If you need to correct state, do it with a very clear condition or move that logic into:

  • watch
  • computed
  • the action that originated the change

Reading the new DOM in beforeUpdate

Inside beforeUpdate, the visible DOM still represents the previous render.

If you measure there expecting the new size, the value will be stale.

Use updated if you need the final rendered result.

Putting heavy logic into every update

These hooks can fire many times.

If you put the following inside them:

  • Expensive calculations
  • Heavy integrations
  • Repeated DOM queries

The component will degrade quickly.

If a task does not need to run on every render, it probably should not live here.

Practical Examples

Keeping scroll pinned to the end in a chat

When a new message arrives, the array changes first and the DOM updates afterward.

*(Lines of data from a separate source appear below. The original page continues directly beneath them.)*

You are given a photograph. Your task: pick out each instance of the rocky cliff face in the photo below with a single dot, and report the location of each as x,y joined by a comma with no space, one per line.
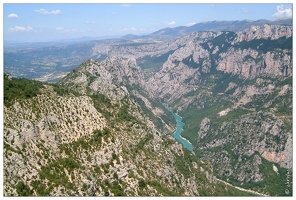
118,78
59,144
248,53
232,92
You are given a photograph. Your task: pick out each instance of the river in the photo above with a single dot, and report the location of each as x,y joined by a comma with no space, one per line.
179,130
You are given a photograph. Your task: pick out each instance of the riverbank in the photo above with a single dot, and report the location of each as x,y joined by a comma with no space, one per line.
179,129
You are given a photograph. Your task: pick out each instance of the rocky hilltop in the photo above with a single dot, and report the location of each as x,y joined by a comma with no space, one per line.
58,142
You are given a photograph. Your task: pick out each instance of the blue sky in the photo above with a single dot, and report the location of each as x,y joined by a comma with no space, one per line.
48,22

If you scroll too early, the container's new height does not exist yet.

The solution is to wait for the moment when the DOM has already been updated.

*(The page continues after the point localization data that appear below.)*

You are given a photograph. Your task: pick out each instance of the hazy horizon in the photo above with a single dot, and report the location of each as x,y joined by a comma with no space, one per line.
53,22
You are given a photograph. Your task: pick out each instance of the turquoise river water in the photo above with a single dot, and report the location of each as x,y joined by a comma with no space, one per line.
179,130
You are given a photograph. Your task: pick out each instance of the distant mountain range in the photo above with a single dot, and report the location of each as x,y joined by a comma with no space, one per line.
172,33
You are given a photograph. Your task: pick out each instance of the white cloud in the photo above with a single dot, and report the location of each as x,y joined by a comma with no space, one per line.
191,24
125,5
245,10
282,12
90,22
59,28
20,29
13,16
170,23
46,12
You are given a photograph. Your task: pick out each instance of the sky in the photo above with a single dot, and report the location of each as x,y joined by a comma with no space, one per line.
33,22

Recalculating a visual library after updating a list

Some libraries such as diagrams, grids, tooltips, or layout libraries need the markup to already be on screen before they can recalculate positions or sizes.

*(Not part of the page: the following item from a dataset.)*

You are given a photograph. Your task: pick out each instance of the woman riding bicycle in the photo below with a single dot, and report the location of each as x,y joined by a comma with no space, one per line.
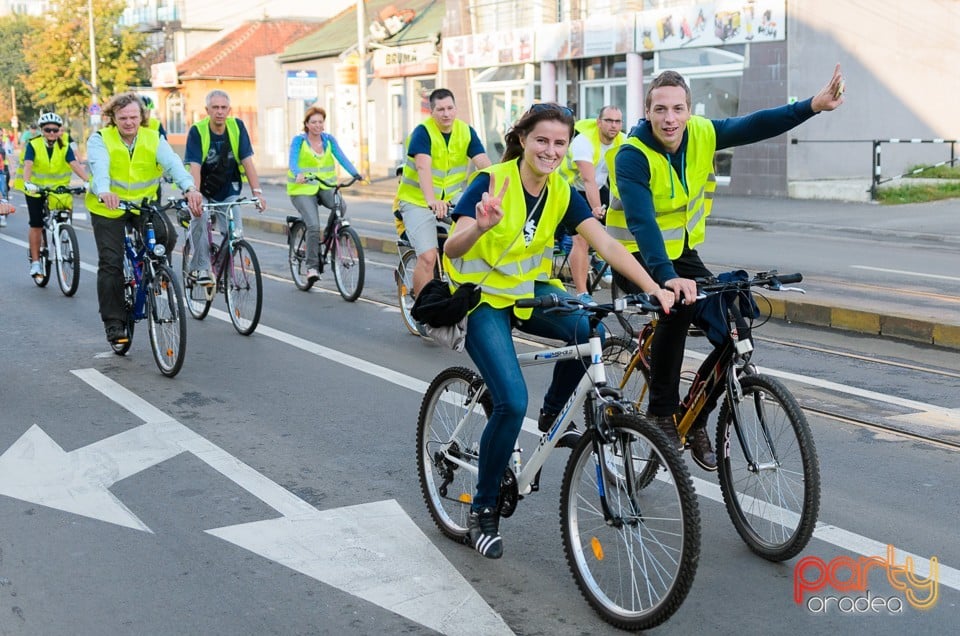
47,162
314,152
503,236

updated lets you run that synchronization right after render.

Detecting repeated renders during debugging

These hooks are also useful when you want to understand whether a component updates more often than expected.

App.vue
<script>
onBeforeUpdate(() => {
  console.log('The component is about to update')
})

onUpdated(() => {
  console.log('The component finished updating')
})
</script>

This helps reveal reactive dependencies that are causing unnecessary renders.

<script setup lang="ts">
import { onBeforeUpdate, onUpdated, ref } from 'vue'

const messages = ref([
  { id: 1, text: 'First message' },
  { id: 2, text: 'Second message' }
])

const listRef = ref<HTMLOListElement | null>(null)
const previousHeight = ref(0)

function addMessage() {
  messages.value.push({
    id: Date.now(),
    text: `Message ${messages.value.length + 1}`
  })
}

onBeforeUpdate(() => {
  previousHeight.value = listRef.value?.scrollHeight ?? 0
})

onUpdated(() => {
  if (!listRef.value) return

  const nextHeight = listRef.value.scrollHeight

  if (nextHeight > previousHeight.value) {
    listRef.value.scrollTop = nextHeight
  }
})
</script>
 
<template>
  <section class="chat-panel">
    <button @click="addMessage">
      Add message
    </button>
 
    <ol
      ref="listRef"
      class="messages"
    >
      <li
        v-for="message in messages"
        :key="message.id"
      >
        {{ message.text }}
      </li>
    </ol>
  </section>
</template>
<script>
export default {
  data() {
    return {
      messages: [
        { id: 1, text: 'First message' },
        { id: 2, text: 'Second message' }
      ],
      previousHeight: 0
    }
  },

  methods: {
    addMessage() {
      this.messages.push({
        id: Date.now(),
        text: `Message ${this.messages.length + 1}`
      })
    }
  },

  beforeUpdate() {
    if (this.$refs.listRef instanceof HTMLOListElement) {
      this.previousHeight = this.$refs.listRef.scrollHeight
    }
  },

  updated() {
    if (!(this.$refs.listRef instanceof HTMLOListElement)) {
      return
    }

    const nextHeight = this.$refs.listRef.scrollHeight

    if (nextHeight > this.previousHeight) {
      this.$refs.listRef.scrollTop = nextHeight
    }
  }
}
</script>
 
<template>
  <section class="chat-panel">
    <button @click="addMessage">
      Add message
    </button>
 
    <ol
      ref="listRef"
      class="messages"
    >
      <li
        v-for="message in messages"
        :key="message.id"
      >
        {{ message.text }}
      </li>
    </ol>
  </section>
</template>
  • onBeforeUpdate() stores the previous render height.
  • onUpdated() decides whether it should adjust scroll once the new message already exists in the DOM.

Summary

  • beforeUpdate lets you observe the exact moment right before the DOM patch.
  • updated is useful when the interface already reflects the new state and you need to act on that result.
  • If the problem revolves around one specific piece of data, watch is usually more expressive.
  • These hooks describe the component update cycle, not the change of one specific variable.
  • The most important rule is this: do not turn updated into a state-mutation machine after every render.